How to Automate Text Documents Processing with Microsoft Word API

Most text documents are created using Microsoft Word. To make Microsoft Word even better, I think it would be great to allow automatic document editing, printing, as well as exporting text documents to PDF via an API.

In this article I will describe how to automate two of those tasks: printing text documents and converting text documents to PDF.

Here is an example of input code for printing a text document written in Microsoft Visual Basic.NET, which looks like this:

Dim app = CreateObject("Word.Application")
Dim doc = app.Documents.Open("D:\in\my resume.doc")

app.PrintOut(False)

doc.Close()
app.Quit()

This code seems quite simple, but there are some peculiarities when one needs to print a list of documents:

  1. Users need to be able to specify the name of a printer that they are going to use;
  2. It’s important to make Word application work conspicuously instead of appearing on the screen every time a document is edited;
  3. It’s necessary to switch off all the informational notes and requests to approve certain operations performed on documents.
  4. It’s necessary to turn off an option of automatically adding edited files to the list “Recent files”.

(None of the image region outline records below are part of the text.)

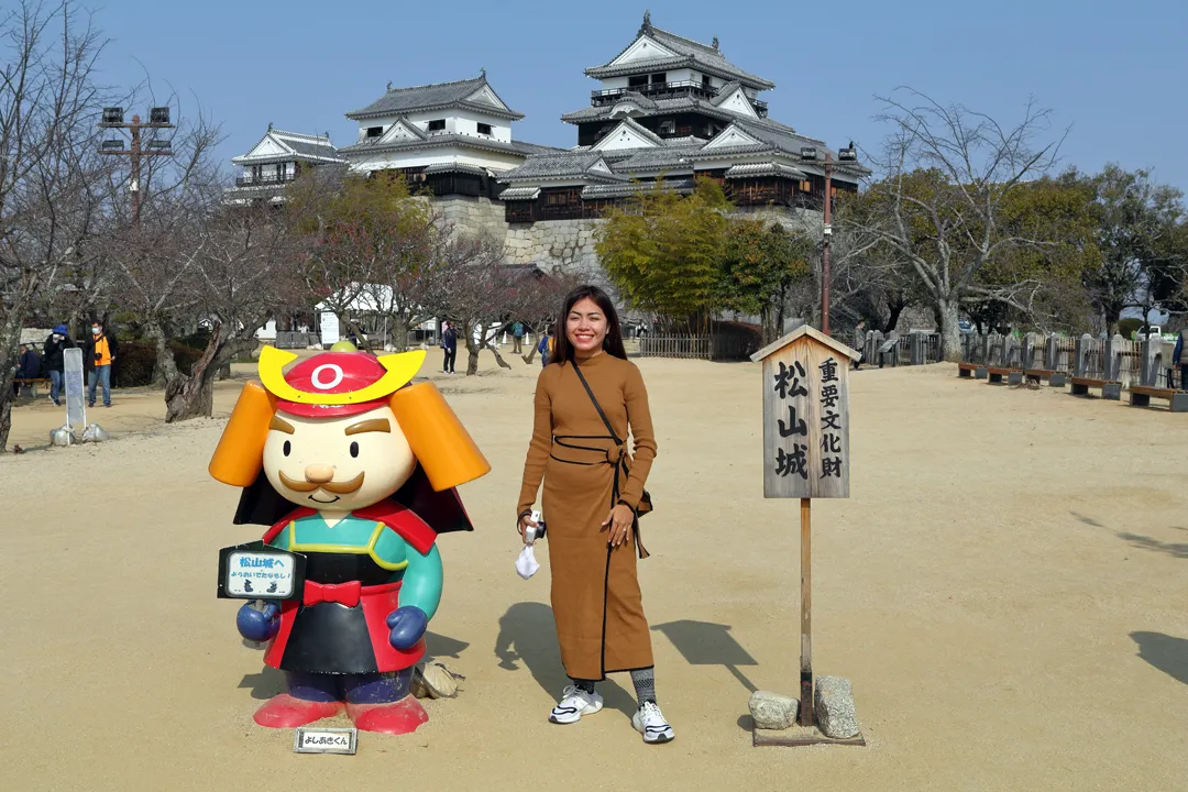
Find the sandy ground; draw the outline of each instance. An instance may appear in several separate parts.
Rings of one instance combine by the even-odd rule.
[[[762,498],[758,367],[640,366],[661,443],[642,582],[675,743],[642,745],[628,679],[604,712],[545,722],[563,676],[548,566],[512,566],[537,372],[517,362],[441,382],[494,465],[462,493],[478,530],[441,541],[430,651],[465,689],[356,756],[295,755],[251,720],[279,679],[214,596],[217,549],[258,536],[207,477],[219,418],[165,427],[159,394],[118,392],[96,413],[110,443],[0,458],[0,787],[1188,788],[1188,417],[950,366],[855,374],[853,496],[814,507],[814,646],[870,746],[752,748],[750,689],[794,692],[798,653],[797,515]],[[13,414],[23,445],[61,423]]]

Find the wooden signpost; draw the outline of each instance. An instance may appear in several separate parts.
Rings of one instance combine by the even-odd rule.
[[[801,500],[802,727],[815,724],[811,499],[849,498],[848,378],[858,357],[808,325],[751,356],[763,361],[763,495]],[[801,737],[779,745],[811,742],[833,741]]]

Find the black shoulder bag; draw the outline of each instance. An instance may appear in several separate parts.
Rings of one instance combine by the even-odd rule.
[[[619,435],[614,431],[614,426],[611,425],[611,422],[606,417],[606,413],[602,412],[602,405],[600,405],[598,403],[598,399],[594,398],[594,391],[590,389],[589,382],[586,381],[586,375],[582,374],[581,367],[577,363],[573,363],[573,367],[574,367],[574,370],[577,372],[577,379],[580,379],[582,381],[582,387],[586,388],[586,394],[590,398],[590,403],[594,405],[594,408],[598,410],[598,417],[602,419],[602,424],[606,426],[606,431],[608,431],[611,433],[611,439],[614,441],[615,445],[623,448],[624,441],[619,439]],[[623,451],[620,454],[619,464],[623,465],[624,474],[626,474],[627,476],[630,476],[631,475],[631,468],[627,467],[626,462],[621,461],[623,460],[621,455],[625,455],[625,454],[626,454],[626,449],[623,449]],[[639,498],[639,506],[636,507],[636,518],[638,519],[638,518],[643,517],[644,514],[647,514],[651,511],[652,511],[652,496],[645,489],[644,494],[640,495],[640,498]]]

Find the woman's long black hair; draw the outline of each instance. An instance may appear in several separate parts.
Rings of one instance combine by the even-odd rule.
[[[569,311],[574,305],[583,299],[592,299],[606,317],[606,338],[602,341],[602,349],[613,357],[627,360],[627,350],[623,347],[623,327],[619,324],[619,312],[614,310],[614,303],[605,291],[598,286],[579,286],[565,296],[565,302],[557,317],[556,337],[552,342],[552,356],[549,363],[573,361],[574,347],[569,343]]]

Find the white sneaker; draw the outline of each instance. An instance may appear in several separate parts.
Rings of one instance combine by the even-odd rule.
[[[676,737],[672,727],[664,720],[661,708],[652,702],[644,702],[639,711],[631,717],[631,726],[644,735],[644,742],[670,742]]]
[[[577,685],[569,685],[561,693],[561,701],[549,712],[550,723],[577,723],[583,715],[594,715],[602,709],[602,697],[587,693]]]

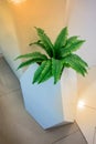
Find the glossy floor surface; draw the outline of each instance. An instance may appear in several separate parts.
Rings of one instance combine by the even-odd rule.
[[[20,84],[0,58],[0,144],[87,144],[76,123],[42,130],[26,113]]]

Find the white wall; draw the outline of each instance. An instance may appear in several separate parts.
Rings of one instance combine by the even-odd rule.
[[[96,66],[86,78],[78,76],[78,94],[84,106],[77,106],[76,121],[88,144],[96,144]]]
[[[0,2],[0,52],[18,78],[22,74],[22,71],[17,71],[20,61],[14,61],[14,58],[20,54],[19,49],[20,45],[10,9],[7,3]]]
[[[96,0],[72,0],[71,6],[70,33],[86,40],[77,53],[96,65]]]
[[[85,106],[77,107],[76,121],[88,144],[96,144],[96,0],[72,0],[68,19],[70,33],[81,35],[86,42],[77,52],[88,62],[86,78],[78,76],[79,101]]]

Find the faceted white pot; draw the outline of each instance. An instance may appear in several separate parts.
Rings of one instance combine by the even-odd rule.
[[[29,66],[20,83],[26,111],[43,127],[50,128],[74,122],[77,101],[77,79],[72,69],[64,69],[61,81],[53,78],[41,84],[32,84],[38,64]]]

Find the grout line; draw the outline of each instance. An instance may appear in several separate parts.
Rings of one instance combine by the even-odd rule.
[[[75,121],[75,123],[77,124],[77,122],[76,122],[76,121]],[[77,124],[77,126],[78,126],[78,124]],[[79,126],[78,126],[78,130],[79,130],[79,132],[81,132],[82,136],[84,137],[84,140],[86,141],[86,137],[84,136],[84,134],[83,134],[82,130],[79,128]],[[86,141],[86,144],[88,144],[88,142],[87,142],[87,141]]]
[[[55,143],[57,143],[58,141],[62,141],[62,140],[64,140],[64,138],[66,138],[66,137],[68,137],[68,136],[71,136],[71,135],[73,135],[73,134],[75,134],[75,133],[77,133],[77,132],[79,132],[79,130],[76,130],[75,132],[73,132],[73,133],[71,133],[71,134],[68,134],[68,135],[66,135],[66,136],[60,137],[58,140],[54,141],[52,144],[55,144]]]
[[[15,89],[15,90],[12,90],[12,91],[10,91],[10,92],[8,92],[8,93],[6,93],[6,94],[0,95],[0,97],[8,96],[9,94],[14,93],[15,91],[19,91],[19,90],[21,91],[20,88],[19,88],[19,89]]]

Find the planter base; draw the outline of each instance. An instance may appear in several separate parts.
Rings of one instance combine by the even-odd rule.
[[[55,85],[53,79],[32,84],[36,68],[36,64],[29,66],[20,80],[26,111],[44,130],[74,122],[77,100],[76,73],[65,69],[61,81]]]

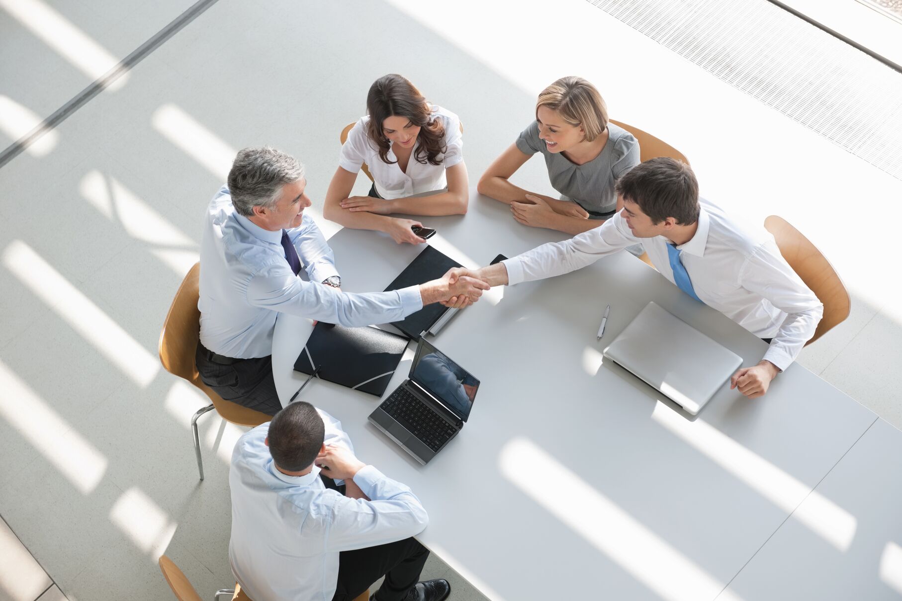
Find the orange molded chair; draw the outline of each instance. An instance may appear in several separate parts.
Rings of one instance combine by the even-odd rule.
[[[160,564],[160,570],[163,573],[163,578],[166,578],[166,582],[169,583],[170,588],[175,593],[175,598],[179,601],[203,601],[200,596],[198,595],[198,591],[194,589],[191,586],[190,580],[185,576],[185,573],[179,569],[179,566],[175,565],[172,559],[169,559],[165,555],[160,557],[158,562]],[[237,588],[237,585],[235,585]],[[232,599],[238,598],[236,596],[236,592],[231,588],[217,590],[214,595],[214,599],[219,601],[220,596],[228,596]],[[244,596],[241,598],[247,599]],[[250,601],[250,599],[247,599]]]
[[[851,299],[839,273],[824,254],[788,221],[771,215],[764,220],[764,227],[773,234],[780,254],[789,266],[824,303],[824,317],[817,324],[815,336],[805,343],[810,345],[849,317]]]
[[[191,418],[194,431],[194,451],[198,456],[198,470],[204,479],[204,463],[200,458],[200,438],[198,435],[198,418],[207,411],[216,410],[226,420],[239,426],[259,426],[272,419],[272,416],[247,407],[226,401],[200,380],[194,354],[200,340],[200,310],[198,309],[198,289],[200,264],[196,263],[179,287],[172,300],[162,331],[160,332],[160,362],[170,374],[188,380],[210,398],[210,404],[198,410]]]
[[[161,556],[159,563],[160,569],[163,573],[163,578],[166,578],[166,582],[169,583],[170,588],[175,593],[175,596],[179,601],[202,601],[200,596],[198,595],[198,591],[191,586],[191,582],[188,579],[188,577],[179,569],[179,566],[175,565],[172,559],[163,555]],[[244,591],[241,589],[241,585],[237,582],[235,584],[234,589],[223,588],[217,590],[214,594],[213,598],[216,601],[219,601],[220,596],[229,596],[232,601],[251,601],[251,598],[244,594]],[[370,591],[364,590],[354,597],[354,601],[368,601],[369,598]]]

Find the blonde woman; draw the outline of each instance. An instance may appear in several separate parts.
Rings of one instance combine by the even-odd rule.
[[[396,74],[373,84],[366,112],[342,146],[323,216],[345,227],[385,232],[398,244],[421,244],[425,240],[410,228],[423,224],[392,214],[466,212],[469,184],[460,119],[427,102],[412,83]],[[364,163],[373,174],[370,193],[349,196]],[[440,191],[416,196],[436,190]]]
[[[536,153],[545,157],[551,187],[562,199],[511,183]],[[620,208],[614,182],[639,162],[639,142],[608,122],[595,87],[582,78],[561,78],[538,95],[536,120],[489,166],[477,190],[511,205],[513,218],[524,226],[576,235]]]

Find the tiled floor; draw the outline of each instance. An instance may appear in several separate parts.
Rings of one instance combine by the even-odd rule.
[[[0,100],[46,116],[110,67],[104,57],[189,5],[0,0],[0,49],[15,58],[0,60]],[[162,552],[204,598],[232,586],[226,459],[240,430],[201,419],[199,483],[189,422],[204,401],[159,366],[160,326],[230,154],[269,143],[300,158],[318,215],[338,133],[392,71],[461,116],[472,182],[533,118],[541,88],[594,81],[615,118],[690,158],[705,196],[756,223],[781,214],[831,257],[852,315],[800,362],[902,426],[896,242],[881,235],[902,182],[582,0],[440,14],[403,0],[219,0],[52,143],[0,169],[0,514],[69,599],[170,598]],[[33,125],[9,115],[0,149]],[[549,190],[544,171],[529,162],[518,181]],[[454,599],[482,598],[437,559],[427,572],[447,575]],[[45,589],[28,601],[52,598]]]
[[[25,546],[0,520],[0,601],[57,601],[65,599],[60,587]]]

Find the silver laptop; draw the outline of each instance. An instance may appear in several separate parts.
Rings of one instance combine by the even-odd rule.
[[[604,349],[604,356],[695,415],[742,358],[654,302]]]

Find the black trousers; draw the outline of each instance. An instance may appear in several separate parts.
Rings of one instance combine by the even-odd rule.
[[[401,601],[419,581],[429,550],[412,537],[376,547],[342,551],[332,601],[351,601],[382,576],[376,601]]]
[[[216,358],[198,343],[194,360],[205,384],[226,401],[236,402],[254,411],[275,415],[281,409],[276,383],[272,379],[272,356],[255,359]]]
[[[320,479],[327,488],[342,495],[345,486],[322,473]],[[428,550],[413,538],[376,547],[342,551],[338,554],[338,582],[332,601],[351,601],[373,582],[385,577],[376,592],[377,601],[400,601],[419,581]]]

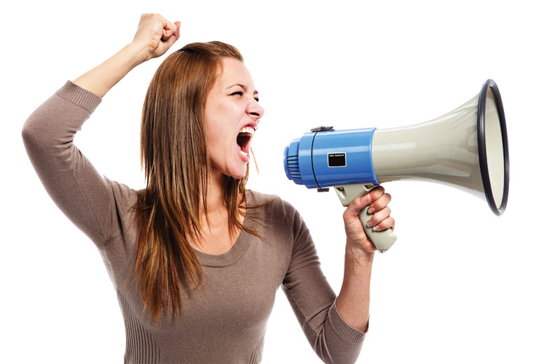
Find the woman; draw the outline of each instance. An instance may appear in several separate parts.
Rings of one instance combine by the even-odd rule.
[[[102,97],[163,55],[179,28],[143,14],[130,44],[67,81],[22,130],[46,189],[102,253],[123,313],[125,363],[259,363],[279,286],[317,355],[354,362],[368,330],[375,251],[358,214],[371,204],[375,228],[393,227],[391,197],[378,188],[344,213],[345,274],[336,297],[298,211],[245,190],[264,111],[237,49],[189,44],[160,66],[142,113],[145,189],[101,176],[72,143]]]

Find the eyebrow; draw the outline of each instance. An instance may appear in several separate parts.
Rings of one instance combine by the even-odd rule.
[[[243,90],[246,90],[246,87],[244,86],[244,85],[241,85],[240,83],[235,83],[234,85],[232,85],[231,86],[227,86],[227,88],[225,88],[225,89],[227,90],[228,88],[231,88],[233,86],[240,86],[241,88],[242,88]],[[258,93],[258,90],[255,90],[254,93],[252,94],[256,94],[257,93]]]

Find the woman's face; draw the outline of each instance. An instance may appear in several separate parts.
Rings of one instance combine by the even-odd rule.
[[[212,173],[239,178],[246,172],[250,145],[263,108],[243,62],[224,57],[223,71],[206,97],[205,128]]]

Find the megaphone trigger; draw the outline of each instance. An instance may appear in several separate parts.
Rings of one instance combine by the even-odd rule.
[[[344,206],[349,206],[354,199],[361,197],[370,193],[370,192],[379,185],[372,183],[358,183],[354,185],[335,186],[334,189],[340,197],[340,201]],[[369,206],[365,206],[358,214],[358,218],[364,227],[364,231],[368,237],[374,244],[379,253],[384,253],[393,246],[396,241],[397,236],[394,234],[391,229],[383,231],[375,231],[373,227],[368,225],[368,222],[372,218],[372,214],[368,213]]]

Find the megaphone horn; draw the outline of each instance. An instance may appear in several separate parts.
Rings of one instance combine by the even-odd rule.
[[[432,120],[386,130],[314,129],[285,148],[286,176],[308,188],[334,186],[347,206],[381,183],[417,178],[455,186],[484,198],[501,215],[508,200],[509,158],[506,121],[498,88],[487,80],[480,92]],[[379,251],[394,244],[392,232],[366,226]]]

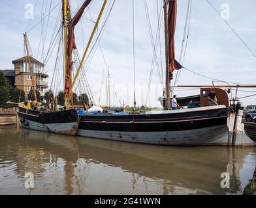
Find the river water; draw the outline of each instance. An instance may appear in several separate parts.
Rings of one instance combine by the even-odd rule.
[[[255,165],[255,147],[158,146],[0,127],[0,194],[241,194]],[[25,186],[27,173],[33,188]]]

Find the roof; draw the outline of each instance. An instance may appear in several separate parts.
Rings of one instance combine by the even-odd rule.
[[[14,77],[15,76],[14,70],[1,70],[1,71],[3,72],[3,75],[5,77]]]
[[[35,58],[32,57],[30,57],[30,60],[31,62],[35,62],[37,64],[39,64],[42,66],[44,66],[44,64],[42,62],[40,62],[39,60],[35,59]],[[27,57],[23,57],[22,58],[18,58],[18,59],[15,59],[14,60],[12,60],[12,64],[14,64],[16,62],[20,62],[22,61],[24,61],[24,60],[27,60]]]

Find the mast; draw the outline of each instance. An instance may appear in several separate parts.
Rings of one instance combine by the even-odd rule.
[[[66,76],[67,73],[67,24],[68,24],[68,16],[67,16],[67,1],[68,0],[63,0],[63,26],[64,26],[64,40],[63,40],[63,45],[64,45],[64,74],[65,74],[65,79],[64,79],[64,84],[66,84],[65,80]],[[69,94],[67,94],[65,92],[65,107],[67,109],[69,107]]]
[[[166,98],[165,110],[170,107],[170,81],[174,70],[182,66],[175,59],[174,36],[177,17],[177,0],[164,0],[165,56],[166,56]]]
[[[170,109],[170,81],[169,81],[169,49],[168,31],[168,1],[164,1],[165,39],[165,110]]]
[[[80,71],[82,69],[82,67],[83,66],[84,60],[85,60],[86,55],[87,55],[87,53],[89,51],[89,46],[90,46],[90,45],[91,44],[91,42],[93,40],[94,34],[95,34],[96,30],[98,28],[99,23],[99,21],[100,21],[101,19],[101,17],[103,16],[103,14],[104,8],[106,7],[106,5],[107,1],[108,1],[107,0],[104,0],[103,6],[101,7],[101,11],[100,11],[99,16],[98,16],[98,18],[97,19],[96,23],[95,23],[95,24],[94,25],[93,32],[91,34],[91,36],[89,37],[89,39],[88,43],[87,44],[86,48],[86,49],[84,51],[84,55],[83,55],[83,57],[82,58],[81,62],[80,62],[80,63],[79,64],[79,66],[78,66],[78,70],[76,71],[76,74],[75,74],[75,75],[74,77],[74,79],[72,81],[72,85],[71,86],[71,90],[72,90],[72,88],[74,88],[74,84],[75,84],[76,81],[76,79],[78,78],[79,73],[80,73]]]
[[[37,92],[36,92],[36,84],[35,84],[34,77],[33,76],[33,72],[32,72],[32,68],[31,68],[31,62],[30,60],[29,44],[28,44],[28,40],[27,40],[27,33],[24,33],[24,42],[25,42],[25,48],[26,48],[26,51],[27,51],[27,60],[29,61],[29,72],[30,72],[30,75],[31,76],[33,94],[34,96],[34,100],[37,101]]]

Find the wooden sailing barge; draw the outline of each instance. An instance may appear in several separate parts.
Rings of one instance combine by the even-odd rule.
[[[226,91],[216,88],[221,105],[208,106],[208,93],[210,88],[200,90],[200,107],[170,110],[170,82],[174,70],[182,68],[175,59],[174,34],[177,11],[176,0],[164,1],[166,76],[165,110],[136,114],[127,112],[93,112],[78,114],[72,109],[72,88],[82,68],[89,45],[106,4],[103,5],[95,23],[84,56],[76,73],[72,77],[72,53],[76,49],[74,30],[91,0],[84,1],[81,8],[71,18],[68,0],[63,1],[65,62],[65,110],[42,112],[19,106],[18,115],[23,126],[33,129],[66,133],[85,137],[160,145],[230,145],[234,143],[228,127],[230,120],[230,103]],[[79,120],[78,120],[79,118]],[[76,131],[76,128],[77,131]],[[63,129],[65,130],[63,130]],[[242,141],[250,145],[249,140]],[[241,142],[239,144],[242,144]]]

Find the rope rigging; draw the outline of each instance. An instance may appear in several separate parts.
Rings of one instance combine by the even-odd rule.
[[[179,62],[183,65],[185,60],[185,56],[187,52],[187,43],[189,37],[189,31],[190,31],[190,23],[191,23],[191,8],[192,8],[192,0],[189,0],[188,5],[187,5],[187,14],[185,18],[185,22],[184,25],[184,31],[183,34],[183,38],[182,38],[182,44],[180,51],[180,60]],[[178,71],[177,75],[175,77],[174,81],[174,86],[176,85],[177,82],[179,79],[180,74],[182,72],[182,68]],[[171,89],[171,93],[174,92],[174,88],[172,87]]]
[[[133,0],[133,93],[134,108],[136,107],[136,88],[135,88],[135,1]]]
[[[157,1],[157,4],[158,5]],[[149,96],[150,96],[150,86],[151,86],[151,83],[152,83],[152,75],[153,75],[153,66],[155,64],[155,62],[156,62],[156,60],[157,58],[157,54],[156,54],[156,50],[157,50],[157,47],[158,46],[158,44],[159,44],[160,49],[161,49],[160,30],[161,30],[161,23],[162,23],[163,19],[163,10],[161,10],[161,12],[159,12],[159,11],[157,11],[157,27],[158,28],[157,28],[157,34],[155,36],[155,41],[154,42],[153,38],[153,32],[152,32],[152,27],[151,27],[151,23],[150,23],[150,21],[149,20],[150,20],[149,12],[147,9],[148,6],[146,5],[147,5],[146,1],[144,1],[144,8],[145,8],[148,26],[149,28],[150,36],[150,38],[151,38],[151,41],[152,41],[152,44],[153,52],[153,58],[152,58],[151,68],[150,68],[150,79],[149,79],[149,81],[148,81],[148,84],[147,95],[146,95],[146,102],[145,102],[146,106],[147,105],[148,100],[150,98]],[[162,6],[163,6],[163,3],[161,3],[160,8],[161,8]],[[158,10],[159,8],[159,6],[157,6],[157,9]],[[160,20],[160,18],[161,18],[161,20]],[[158,34],[157,34],[157,32],[158,32]],[[158,40],[157,40],[157,38],[158,38]],[[162,58],[161,49],[160,49],[160,57],[161,57],[161,70],[162,70],[161,73],[159,72],[158,62],[157,62],[156,65],[157,65],[157,68],[158,70],[158,72],[159,72],[159,75],[160,81],[163,84],[163,88],[164,88],[163,64],[162,64],[162,59],[161,59],[161,58]]]

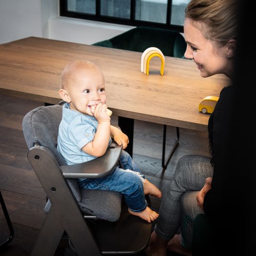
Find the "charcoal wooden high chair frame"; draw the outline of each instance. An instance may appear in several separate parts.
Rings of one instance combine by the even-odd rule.
[[[12,224],[11,221],[9,214],[8,214],[8,212],[7,211],[7,209],[6,208],[6,206],[5,205],[5,203],[4,203],[1,191],[0,191],[0,203],[1,204],[1,206],[2,207],[3,214],[6,220],[6,223],[7,223],[10,232],[9,236],[7,239],[0,244],[0,251],[2,249],[4,249],[5,246],[12,240],[12,238],[13,238],[13,235],[14,235],[14,231],[13,230],[13,227],[12,227]]]
[[[64,165],[56,150],[62,114],[59,105],[42,107],[29,112],[23,121],[28,158],[49,199],[31,255],[54,255],[64,233],[79,256],[139,253],[149,241],[151,224],[129,214],[120,193],[80,191],[76,181],[110,174],[118,163],[121,147],[112,143],[101,157]]]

To take care of all those issues, an example of improved code would look like this:

Dim app = CreateObject("Word.Application")

app.Visible = False

app.DisplayAlerts = 0
app.FeatureInstall = 0
app.DisplayRecentFiles = False
app.DisplayDocumentInformationPanel = False
app.AutomationSecurity = 3

Dim wdOptions = app.Options
wdOptions.WarnBeforeSavingPrintingSendingMarkup = False
wdOptions.SavePropertiesPrompt = False
wdOptions.DoNotPromptForConvert = True
wdOptions.PromptUpdateStyle = False
wdOptions.ConfirmConversions = False

Dim doc = app.Documents.Open("D:\in\my resume.doc")

doc.Application.ActivePrinter = "Xerox Global Print Driver PS"

app.PrintOut(False)

doc.Saved = True
doc.Close(0)

app.Quit()

I personally think this code is sufficient to pass a University test in programming, but to upgrade it for commercial purposes we need to introduce some further improvements:

  1. This code won’t work if an incoming file is saved in a “Read only” mode.
  2. Performance of your program can be enhanced significantly if the user just opens and closes documents themselves and leaves the Microsoft Word application open.
  3. Some users need an option to print a selected range of pages instead of printing a whole document, or to print several copies of the same document.
  4. This code won’t work if the program is started from Windows Task Scheduler or on behalf of Windows Service.

I won’t describe how to solve the above mentioned issues. It gets very technical, very quickly and some readers may find it a little boring. But, let me just mention that I have successfully solved these issues in the following software applications: Print ConductorFolderMill, and 2Printer.

Another useful tool is converting a document to PDF, which requires the substitution of the PrintOut function for ExportAsFixedFormat. After doing this the code will look like this:

Dim app = CreateObject("Word.Application")

app.Visible = False

app.DisplayAlerts = 0
app.FeatureInstall = 0
app.DisplayRecentFiles = False
app.DisplayDocumentInformationPanel = False
app.AutomationSecurity = 3

Dim wdOptions = app.Options
wdOptions.WarnBeforeSavingPrintingSendingMarkup = False
wdOptions.SavePropertiesPrompt = False
wdOptions.DoNotPromptForConvert = True
wdOptions.PromptUpdateStyle = False
wdOptions.ConfirmConversions = False

Dim doc = app.Documents.Open("D:\in\my resume.doc")

doc.ExportAsFixedFormat("D:\out\my resume.pdf", 17)

doc.Saved = True
doc.Close(0)

app.Quit()

This example is for computers equipped with Microsoft Word 2007 SP2 or later versions.

It’s important to note that ExportAsFixedFormat function won’t work if there are no printers installed on the computer or if none of the printers have been defined as a system default printer.

A code for exporting documents to PDF can be improved by adding an option to export only part of the document, or to export a document to PDF/A format variation. These two options are in place with ExportAsFixedFormat by Microsoft.

Two examples of commercial applications that utilize this code for converting documents to PDF are DocuFreezer and FolderMill.